En ese amasar la memoria de la tierra, de su gente y del Hombre, en su expresión más genérica, en tanto “espíritu”, la mirada-objeto deviene testigo y documento, no de una subjetividad aislada, no de un autor, sino testigo y documento de un pueblo, de una cultura. La memoria, aunque propia y personal, lleva la marca y el sello de los otros; no hay recuerdo ni olvidos sin la presencia, y aun la ausencia, del otro; sin los afectos y las afecciones ajenas; sin los dolores y ultrajes que guarda la tierra compartida... En la memoria, en toda memoria, tanto propia como ajena, palpita el tiempo de los otros como un rumor que se confunde con nuestra propia voz. Así, el propio tiempo deja de ser propio, único y singular para deslizarse hacia el tiempo de la otredad... La tierra recoge lo propio y lo ajeno para resguardarlo en el olvido, en tanto vestigio o ruinas.

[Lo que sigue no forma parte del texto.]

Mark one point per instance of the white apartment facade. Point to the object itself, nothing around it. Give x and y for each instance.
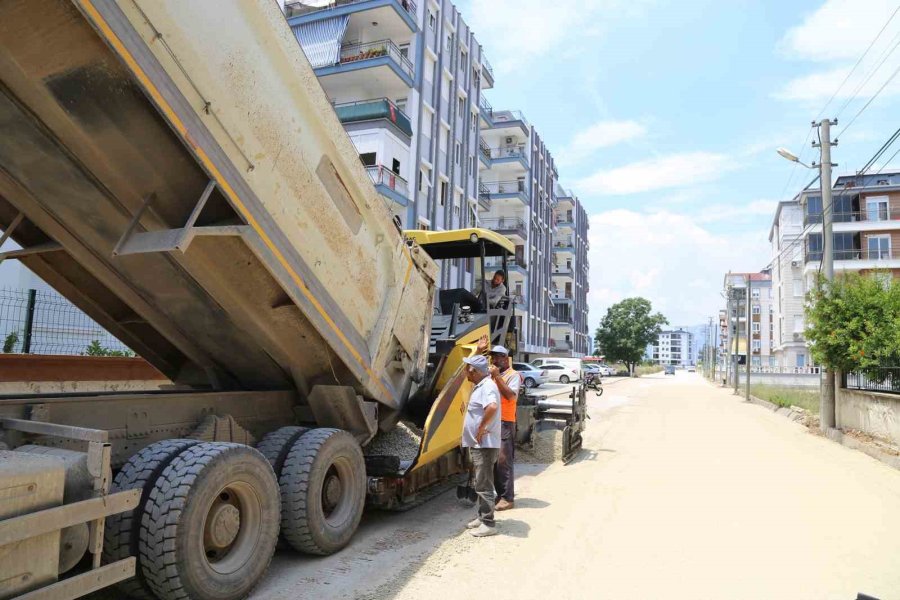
(674, 347)
(789, 348)
(406, 80)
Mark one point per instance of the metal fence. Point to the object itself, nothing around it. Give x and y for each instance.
(884, 379)
(42, 322)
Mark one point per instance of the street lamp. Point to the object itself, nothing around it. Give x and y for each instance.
(787, 154)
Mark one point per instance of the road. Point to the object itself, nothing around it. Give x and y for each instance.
(682, 491)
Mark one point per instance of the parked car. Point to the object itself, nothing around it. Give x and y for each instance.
(561, 373)
(573, 364)
(531, 376)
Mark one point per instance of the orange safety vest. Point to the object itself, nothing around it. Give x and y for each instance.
(508, 405)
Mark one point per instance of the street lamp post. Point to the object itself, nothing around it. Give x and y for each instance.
(827, 382)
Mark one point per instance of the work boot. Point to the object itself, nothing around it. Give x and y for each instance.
(483, 531)
(504, 504)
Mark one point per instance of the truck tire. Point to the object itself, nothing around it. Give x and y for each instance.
(120, 537)
(275, 445)
(210, 524)
(323, 491)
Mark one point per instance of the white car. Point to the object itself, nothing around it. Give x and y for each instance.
(560, 373)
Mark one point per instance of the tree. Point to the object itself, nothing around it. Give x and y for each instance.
(627, 329)
(854, 324)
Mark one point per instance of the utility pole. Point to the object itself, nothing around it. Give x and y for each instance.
(827, 401)
(726, 360)
(737, 341)
(749, 336)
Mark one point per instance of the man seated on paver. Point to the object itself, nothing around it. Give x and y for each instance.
(481, 435)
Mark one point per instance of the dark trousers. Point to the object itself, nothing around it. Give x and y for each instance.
(504, 477)
(484, 460)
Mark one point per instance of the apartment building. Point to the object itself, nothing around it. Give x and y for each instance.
(516, 198)
(569, 283)
(789, 348)
(674, 347)
(866, 225)
(406, 80)
(762, 318)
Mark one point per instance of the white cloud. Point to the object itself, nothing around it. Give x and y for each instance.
(673, 171)
(737, 212)
(667, 258)
(837, 34)
(602, 134)
(840, 30)
(521, 30)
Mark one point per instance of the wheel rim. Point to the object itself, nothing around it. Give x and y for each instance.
(337, 492)
(232, 529)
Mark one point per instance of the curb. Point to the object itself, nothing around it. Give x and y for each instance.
(835, 435)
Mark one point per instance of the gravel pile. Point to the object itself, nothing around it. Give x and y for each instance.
(547, 448)
(403, 441)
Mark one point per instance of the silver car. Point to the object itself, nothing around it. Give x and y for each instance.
(531, 375)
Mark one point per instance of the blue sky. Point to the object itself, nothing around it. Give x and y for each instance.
(664, 118)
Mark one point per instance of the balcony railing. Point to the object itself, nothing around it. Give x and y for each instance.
(856, 216)
(507, 226)
(486, 66)
(371, 50)
(299, 8)
(503, 116)
(381, 175)
(516, 151)
(854, 254)
(485, 149)
(491, 188)
(486, 106)
(368, 110)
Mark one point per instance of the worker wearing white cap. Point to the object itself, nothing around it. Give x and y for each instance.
(508, 381)
(481, 435)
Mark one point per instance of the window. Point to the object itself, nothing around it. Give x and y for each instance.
(877, 209)
(879, 247)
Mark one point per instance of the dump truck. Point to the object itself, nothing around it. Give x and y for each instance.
(175, 170)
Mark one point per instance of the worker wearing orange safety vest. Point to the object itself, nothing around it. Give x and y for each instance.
(508, 381)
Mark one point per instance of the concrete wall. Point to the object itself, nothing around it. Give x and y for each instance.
(870, 412)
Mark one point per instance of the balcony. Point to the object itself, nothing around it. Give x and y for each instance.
(488, 71)
(389, 184)
(516, 154)
(509, 120)
(485, 153)
(393, 76)
(374, 110)
(504, 190)
(304, 11)
(508, 226)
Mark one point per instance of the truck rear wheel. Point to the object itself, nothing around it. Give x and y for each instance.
(210, 524)
(275, 445)
(323, 491)
(120, 538)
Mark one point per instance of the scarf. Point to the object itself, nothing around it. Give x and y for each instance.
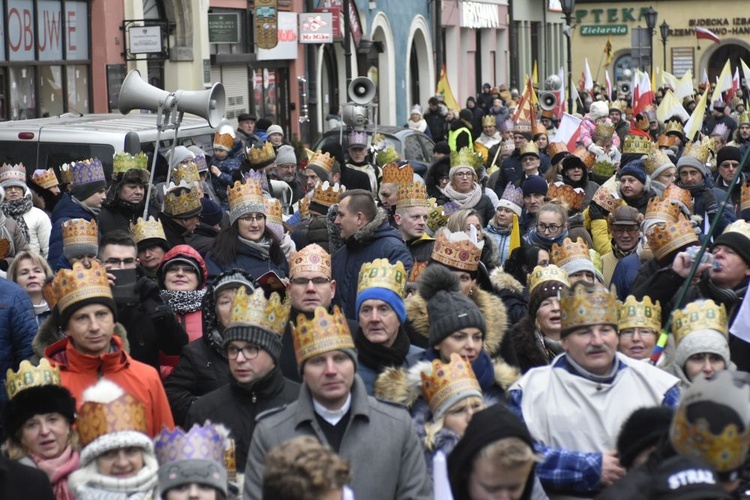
(464, 200)
(378, 356)
(15, 209)
(58, 469)
(183, 302)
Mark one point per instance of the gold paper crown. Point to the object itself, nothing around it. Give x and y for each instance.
(699, 315)
(73, 285)
(263, 155)
(665, 239)
(412, 195)
(125, 413)
(322, 333)
(644, 314)
(122, 162)
(80, 232)
(456, 250)
(312, 258)
(579, 307)
(29, 375)
(380, 273)
(322, 160)
(393, 174)
(560, 255)
(147, 229)
(255, 310)
(447, 382)
(327, 194)
(45, 179)
(543, 274)
(573, 197)
(636, 144)
(467, 158)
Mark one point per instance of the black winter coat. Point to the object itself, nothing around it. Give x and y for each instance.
(237, 407)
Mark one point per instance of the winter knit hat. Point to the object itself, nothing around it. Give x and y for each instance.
(448, 309)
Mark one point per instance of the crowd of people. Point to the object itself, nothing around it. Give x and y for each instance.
(271, 322)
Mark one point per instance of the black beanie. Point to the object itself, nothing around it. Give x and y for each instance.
(489, 425)
(644, 427)
(448, 309)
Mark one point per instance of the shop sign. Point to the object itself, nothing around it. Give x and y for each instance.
(315, 27)
(604, 29)
(224, 27)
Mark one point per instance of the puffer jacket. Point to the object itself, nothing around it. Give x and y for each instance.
(375, 240)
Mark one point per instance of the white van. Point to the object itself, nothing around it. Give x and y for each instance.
(50, 142)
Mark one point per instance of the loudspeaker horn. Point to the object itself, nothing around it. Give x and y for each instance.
(361, 90)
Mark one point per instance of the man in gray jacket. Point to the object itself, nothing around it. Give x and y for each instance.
(376, 438)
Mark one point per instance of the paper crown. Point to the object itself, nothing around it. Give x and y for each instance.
(580, 307)
(456, 250)
(322, 160)
(73, 285)
(543, 274)
(80, 232)
(15, 172)
(564, 254)
(380, 273)
(411, 195)
(260, 157)
(29, 375)
(122, 162)
(126, 413)
(322, 333)
(573, 197)
(271, 315)
(181, 199)
(395, 174)
(644, 314)
(664, 239)
(466, 158)
(699, 315)
(636, 145)
(313, 259)
(448, 383)
(45, 179)
(147, 229)
(86, 171)
(326, 194)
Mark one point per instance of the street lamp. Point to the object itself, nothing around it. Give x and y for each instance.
(568, 6)
(664, 28)
(651, 24)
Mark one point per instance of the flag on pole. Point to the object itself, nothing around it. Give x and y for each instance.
(444, 87)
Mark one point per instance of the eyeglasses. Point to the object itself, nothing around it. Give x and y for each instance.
(552, 228)
(248, 352)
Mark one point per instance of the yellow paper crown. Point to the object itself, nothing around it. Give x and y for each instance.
(544, 274)
(322, 333)
(644, 314)
(560, 255)
(412, 195)
(312, 258)
(699, 315)
(122, 162)
(147, 229)
(449, 383)
(580, 307)
(271, 314)
(456, 250)
(382, 274)
(45, 179)
(393, 174)
(29, 375)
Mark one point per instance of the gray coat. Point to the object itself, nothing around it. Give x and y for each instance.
(380, 444)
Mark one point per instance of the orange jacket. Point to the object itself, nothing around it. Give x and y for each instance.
(79, 371)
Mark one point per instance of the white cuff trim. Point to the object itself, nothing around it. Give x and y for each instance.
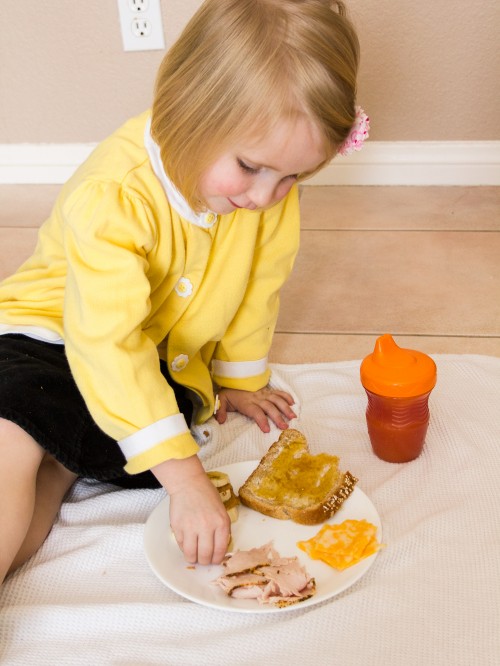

Los objetos-mirada resuenan como gesto de la memoria de la tierra y del cuerpo, conjuntando recuerdos y olvidos, materia misma de la memoria. Asumen carácter de testigo, se constituyen en documento, habitan en el umbral. Son también el gesto memorioso de fabricar un borde que se contonee y contenga el vacío. En ese gesto, la tierra se transfigura en piel, horadada por las memorias que fluyen alejadas del tiempo cronológico y homogéneo.

De ahí, también, que el texto se detenga en los autorretratos del artista, en un intento de elaborar lo que la autora da en llamar la “orografía de un rostro”. “Una máscara es un rostro que huyó a la superficie”. Esta afirmación, con aire de sentencia, sirve para abrir la reflexión alrededor del retrato, del rostro y la máscara, transformándose en zona de diálogo y confrontación entre discursos disímiles: la filosofía, la estética y el psicoanálisis. Discusión que pone en evidencia la tensión producida entre una rostro por siempre enigmático y las múltiples máscaras que quieren ser retrato. La máscara como un umbral en el cual se insinúa, sin develar-se, el rostro.

El dibujo, por su parte, es presentado como una línea que escapa, que huye del cuerpo para realizar sus devaneos y caligrafías en una superficie-otra que la piel; los dibujos como simulacro de la piel, como una línea negra que huye del cuerpo e inventa, sin pudor, nuevas vías y caminos para huir del límite impuesto por la piel. Esa línea es —nos dice Carmen— “como si hiciera del cuerpo y con el cuerpo umbrales donde de algún modo proyectará una urdiembre de sombras que danzan fuera, como dobles del cuerpo que las despide [...] Toledo transmuta y transforma su propio cuerpo hasta transfigurarlo en umbral sensible a la luz y a la sombra, en pantalla donde danzan los dobles de su cuerpo”.

El capítulo de cierre busca producir la cartografía erótica de la producción del artista. Cartografía erótica —también y por ello—, cartografía de umbral: geografías del diálogo y tensión entre el adentro y el afuera; entre lo primitivo y lo actual; entre la cueva y la gruta que encierra y el trazo que escapa y huye hasta perderse o abismarse; entre las memorias que recorren los cuerpos y la tierra; entre el trabajo en solitario del artista y las múltiples manos que desde el pasado inmemorial dirigen la mano del artista al amasar el barro, al fabricar máscaras, al producir la línea con la que busca inventarse una nueva piel.

Un bello libro, sin duda.

 

Nota

1. El presente texto fue leído el 26 de mayo de 2011 en el Museo Universitario de Arte Contemporáneo de la Universidad Nacional Autónoma de México. como parte de la presentación del libro Miradas a Francisco Toledo de Carmen Gómez del Campo.